Cogí un liso guijarro marrón de forma almendrada, ya que un extremo era ligeramente más ancho que el otro; lo acaricié y me pregunté qué habría pensado mi madre de haber sabido que yo estaba allí, entre los muros de la nueva capital, encarcelada por el hombre del que se había enamorado hacía muchos años. Casi se me representó su rostro y casi percibí el olor del ungüento mentolado que siempre se ponía en los labios, por lo que, cada vez que me besaba, me manchaba las mejillas. Dejé que el guijarro se deslizase entre mis dedos y cayera al agua; se posó en el fondo y se mezcló con los demás, mientras todavía se formaban pequeñas ondulaciones en la superficie.
Nos quedamos un minuto en silencio. Mientras tanto el viento arreció y supuso un alivio fugaz del calor. A todo esto, dos mujeres mayores se acercaron al reborde de la fuente con sendas fotografías ajadas en la mano; otras personas también se congregaron en torno al reborde de piedra.
—¿Qué están esperando? —quise saber.
—Ya lo verás… —respondió Charles, y consultó la hora—. Dentro de tres…, de dos…, de un…

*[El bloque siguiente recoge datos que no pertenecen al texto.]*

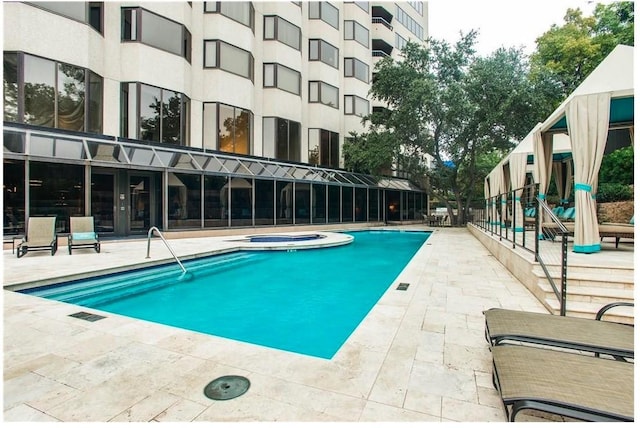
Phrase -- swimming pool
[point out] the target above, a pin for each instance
(306, 301)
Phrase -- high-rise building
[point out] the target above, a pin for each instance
(188, 115)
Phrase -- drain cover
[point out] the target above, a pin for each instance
(226, 387)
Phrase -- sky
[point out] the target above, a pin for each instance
(500, 23)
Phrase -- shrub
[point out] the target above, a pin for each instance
(614, 192)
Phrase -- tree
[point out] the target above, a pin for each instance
(570, 52)
(445, 102)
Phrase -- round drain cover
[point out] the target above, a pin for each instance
(226, 387)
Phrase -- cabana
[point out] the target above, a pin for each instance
(603, 101)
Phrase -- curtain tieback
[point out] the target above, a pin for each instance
(582, 186)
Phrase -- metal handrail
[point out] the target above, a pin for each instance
(155, 229)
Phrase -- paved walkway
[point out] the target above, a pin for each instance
(420, 354)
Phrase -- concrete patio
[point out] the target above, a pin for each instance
(419, 355)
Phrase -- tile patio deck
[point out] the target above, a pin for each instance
(420, 354)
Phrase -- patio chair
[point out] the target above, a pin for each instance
(582, 334)
(41, 236)
(563, 383)
(82, 234)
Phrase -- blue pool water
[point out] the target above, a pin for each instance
(306, 301)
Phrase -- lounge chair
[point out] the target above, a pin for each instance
(563, 383)
(583, 334)
(82, 234)
(41, 235)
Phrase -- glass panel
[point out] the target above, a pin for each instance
(303, 203)
(13, 142)
(56, 190)
(71, 95)
(140, 198)
(361, 204)
(10, 84)
(161, 33)
(373, 205)
(94, 104)
(39, 91)
(171, 117)
(284, 202)
(13, 200)
(184, 196)
(215, 201)
(347, 204)
(226, 129)
(241, 202)
(150, 100)
(319, 203)
(210, 126)
(334, 203)
(103, 201)
(264, 202)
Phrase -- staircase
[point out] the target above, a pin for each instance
(588, 289)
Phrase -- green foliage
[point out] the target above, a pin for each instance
(617, 167)
(570, 52)
(614, 192)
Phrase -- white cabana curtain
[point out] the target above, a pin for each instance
(518, 176)
(588, 125)
(542, 161)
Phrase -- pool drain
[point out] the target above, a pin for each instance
(226, 387)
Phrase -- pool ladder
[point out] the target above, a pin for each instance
(150, 234)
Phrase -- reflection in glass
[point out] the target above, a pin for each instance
(39, 91)
(215, 203)
(264, 202)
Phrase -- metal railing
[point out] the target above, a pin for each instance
(155, 229)
(535, 230)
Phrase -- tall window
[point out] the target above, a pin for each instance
(218, 54)
(353, 67)
(43, 92)
(88, 12)
(239, 11)
(320, 92)
(355, 105)
(355, 31)
(281, 139)
(163, 118)
(281, 77)
(324, 11)
(140, 25)
(319, 50)
(227, 128)
(324, 148)
(276, 28)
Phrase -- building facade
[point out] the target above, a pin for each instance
(189, 115)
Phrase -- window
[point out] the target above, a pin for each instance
(324, 148)
(281, 77)
(239, 11)
(319, 50)
(353, 67)
(364, 5)
(87, 12)
(320, 92)
(354, 105)
(355, 31)
(276, 28)
(401, 42)
(51, 94)
(140, 25)
(163, 118)
(227, 128)
(218, 54)
(324, 11)
(281, 139)
(409, 22)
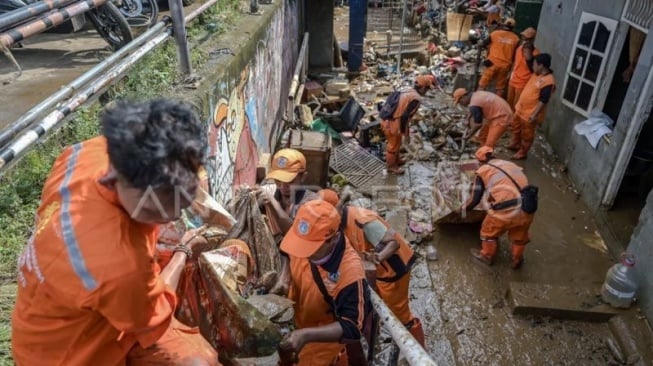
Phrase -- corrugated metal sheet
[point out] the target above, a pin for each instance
(639, 13)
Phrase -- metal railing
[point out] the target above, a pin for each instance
(31, 126)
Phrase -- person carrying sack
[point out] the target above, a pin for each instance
(508, 198)
(328, 287)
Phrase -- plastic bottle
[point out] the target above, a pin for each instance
(620, 285)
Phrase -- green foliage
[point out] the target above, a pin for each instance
(20, 187)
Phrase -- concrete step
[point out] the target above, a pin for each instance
(633, 337)
(562, 302)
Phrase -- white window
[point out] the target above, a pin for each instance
(587, 62)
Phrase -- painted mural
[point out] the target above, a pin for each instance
(246, 110)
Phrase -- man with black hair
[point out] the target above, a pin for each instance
(90, 291)
(531, 106)
(501, 50)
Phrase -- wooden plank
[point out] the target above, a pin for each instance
(562, 302)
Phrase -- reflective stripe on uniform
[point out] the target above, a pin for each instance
(68, 231)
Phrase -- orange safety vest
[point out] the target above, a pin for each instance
(530, 96)
(502, 47)
(390, 270)
(521, 73)
(405, 98)
(493, 106)
(312, 310)
(499, 188)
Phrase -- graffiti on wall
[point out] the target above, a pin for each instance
(246, 111)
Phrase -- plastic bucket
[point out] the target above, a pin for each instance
(458, 26)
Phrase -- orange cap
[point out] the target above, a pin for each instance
(458, 93)
(484, 153)
(329, 195)
(529, 32)
(286, 164)
(316, 222)
(425, 81)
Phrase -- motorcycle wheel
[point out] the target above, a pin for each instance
(111, 25)
(140, 13)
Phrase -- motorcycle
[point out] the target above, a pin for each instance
(20, 19)
(139, 13)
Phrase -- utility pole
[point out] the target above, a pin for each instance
(179, 27)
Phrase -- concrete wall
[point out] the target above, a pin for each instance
(243, 96)
(590, 169)
(642, 247)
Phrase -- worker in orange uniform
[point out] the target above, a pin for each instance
(328, 287)
(499, 179)
(522, 65)
(373, 238)
(502, 44)
(397, 127)
(90, 291)
(488, 112)
(288, 170)
(531, 107)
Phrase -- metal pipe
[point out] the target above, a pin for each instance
(32, 10)
(179, 26)
(44, 23)
(51, 120)
(298, 67)
(26, 119)
(413, 351)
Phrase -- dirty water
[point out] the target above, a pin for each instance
(49, 61)
(463, 304)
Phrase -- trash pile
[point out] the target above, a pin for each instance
(225, 290)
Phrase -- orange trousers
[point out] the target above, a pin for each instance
(395, 295)
(497, 74)
(517, 227)
(323, 354)
(491, 132)
(513, 95)
(179, 345)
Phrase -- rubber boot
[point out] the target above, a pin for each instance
(487, 252)
(523, 151)
(391, 164)
(415, 328)
(517, 255)
(401, 162)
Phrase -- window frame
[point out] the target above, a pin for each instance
(612, 26)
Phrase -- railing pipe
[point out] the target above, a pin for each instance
(31, 136)
(412, 351)
(44, 23)
(32, 10)
(26, 119)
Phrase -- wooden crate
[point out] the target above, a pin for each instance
(316, 147)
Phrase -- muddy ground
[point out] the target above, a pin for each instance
(463, 303)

La música sonó en la vía principal, y todos retrocedieron. El agua salió disparada de la fuente hacia el cielo, y ascendió casi seis metros. El chiquillo de la gorra se puso de pie en el reborde, y aplaudió. Charles estaba tan entusiasmado como él, de tal modo que chilló ruidosamente y levantó un puño, ademán que incluso hizo reír a los soldados.
Al cambiar el viento de dirección, nos roció de agua y me empapó el vestido por delante. El agua fría le sentó bien a mi piel. Cerré los ojos: los aplausos y los gritos de júbilo iban en aumento, y yo disfruté de los últimos momentos que me quedaban antes de marcharme de allí.